La prima ed imprescidibile regola è il saluto; il cenno impercettibile che gli affiliati si
devono scambiare prima di rivolgersi alcuna parola è la diretta conseguenza dell’applicazione dei nostri valori alla vita reale.
Solo dopo aver fatto il cenno impercettibile e solo dopo che l’altro affiliato avrà risposto allo stesso modo, ineluttabile segno della compenetrazione della natura astrale dell’insegnamento della Loggia nella becera debolezza dell’essere umano, SOLO ALLORA si potrà conversare tra pari.
Almeno il 20% della conversazione deve essere sul tema “topa”, ma questo non spaventa gli affiliati che senza troppa fatica arrivano al 65%.
È buona cosa -durante una conversazione con un altro adepto- grattarsi ripetutamente e vigorosamente i coglioni; questo gesto dimostra all’avventore che si è persone per benino e che ci si preoccupa delle cose che ci stanno più a cuore; a noi (come del resto anche a voi) stanno a cuore i propri testicoli e proprio per questo è giusto & necessario coccolarli e dar loro i giusti stimoli affinchè possano funzionare al meglio.

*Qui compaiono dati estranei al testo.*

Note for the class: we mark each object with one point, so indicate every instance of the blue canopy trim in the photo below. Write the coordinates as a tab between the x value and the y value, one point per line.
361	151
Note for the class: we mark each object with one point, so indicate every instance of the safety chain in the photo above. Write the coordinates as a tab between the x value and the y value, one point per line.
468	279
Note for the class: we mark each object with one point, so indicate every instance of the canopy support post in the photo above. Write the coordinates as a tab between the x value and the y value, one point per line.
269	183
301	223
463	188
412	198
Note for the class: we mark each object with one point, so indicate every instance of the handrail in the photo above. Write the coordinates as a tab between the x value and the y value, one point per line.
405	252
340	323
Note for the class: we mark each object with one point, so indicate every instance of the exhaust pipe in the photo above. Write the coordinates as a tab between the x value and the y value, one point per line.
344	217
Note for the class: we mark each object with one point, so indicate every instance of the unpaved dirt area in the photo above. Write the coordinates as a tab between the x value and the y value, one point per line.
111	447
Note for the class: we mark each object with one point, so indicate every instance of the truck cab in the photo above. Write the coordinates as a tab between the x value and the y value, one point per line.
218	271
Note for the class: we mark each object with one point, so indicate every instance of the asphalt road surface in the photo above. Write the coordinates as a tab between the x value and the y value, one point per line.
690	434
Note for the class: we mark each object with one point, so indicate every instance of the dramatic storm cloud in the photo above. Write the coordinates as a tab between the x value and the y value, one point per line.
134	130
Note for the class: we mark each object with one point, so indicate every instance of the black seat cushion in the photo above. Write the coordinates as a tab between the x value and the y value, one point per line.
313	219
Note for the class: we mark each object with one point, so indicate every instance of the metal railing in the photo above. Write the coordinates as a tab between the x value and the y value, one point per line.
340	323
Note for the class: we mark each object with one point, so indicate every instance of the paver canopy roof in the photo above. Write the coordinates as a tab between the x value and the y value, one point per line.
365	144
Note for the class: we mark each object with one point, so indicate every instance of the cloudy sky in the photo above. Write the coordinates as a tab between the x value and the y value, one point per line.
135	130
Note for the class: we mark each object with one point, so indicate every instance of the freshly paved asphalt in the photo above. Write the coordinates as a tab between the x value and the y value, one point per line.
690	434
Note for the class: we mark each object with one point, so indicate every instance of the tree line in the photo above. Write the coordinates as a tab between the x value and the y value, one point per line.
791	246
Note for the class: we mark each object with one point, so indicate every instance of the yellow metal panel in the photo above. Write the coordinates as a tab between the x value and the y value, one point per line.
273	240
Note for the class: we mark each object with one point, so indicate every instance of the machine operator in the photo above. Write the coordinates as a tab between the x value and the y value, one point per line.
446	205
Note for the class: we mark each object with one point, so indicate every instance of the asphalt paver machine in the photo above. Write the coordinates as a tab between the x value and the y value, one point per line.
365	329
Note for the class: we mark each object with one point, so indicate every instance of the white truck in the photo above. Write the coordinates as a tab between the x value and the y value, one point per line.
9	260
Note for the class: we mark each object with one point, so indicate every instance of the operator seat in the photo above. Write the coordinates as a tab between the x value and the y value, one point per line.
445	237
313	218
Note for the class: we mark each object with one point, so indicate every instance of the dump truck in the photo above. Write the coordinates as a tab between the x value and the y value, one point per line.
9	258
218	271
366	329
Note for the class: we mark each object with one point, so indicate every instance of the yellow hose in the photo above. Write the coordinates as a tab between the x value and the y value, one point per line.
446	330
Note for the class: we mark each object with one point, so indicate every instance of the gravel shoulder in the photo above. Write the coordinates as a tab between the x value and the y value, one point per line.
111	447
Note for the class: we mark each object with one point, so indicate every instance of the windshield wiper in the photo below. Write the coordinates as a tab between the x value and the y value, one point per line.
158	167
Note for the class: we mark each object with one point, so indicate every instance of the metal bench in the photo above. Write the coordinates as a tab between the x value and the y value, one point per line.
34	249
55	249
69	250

Eppure anche in questo frangente si dimostra la viltà e la malvagità del Bogas, che col passare degli anni è riuscito a far credere alla gente comune che grattarsi i coglioni sia segno di maleducazione, riuscendo ancora una volta in quello che è il suo unico scopo della sua (becera) esistenza: screditare l’insegnamento della Grande Cappella.
Ma i tempi sono cambiati e per noi il futuro è radioso: passeremo tutto il giorno a grattarci le balle!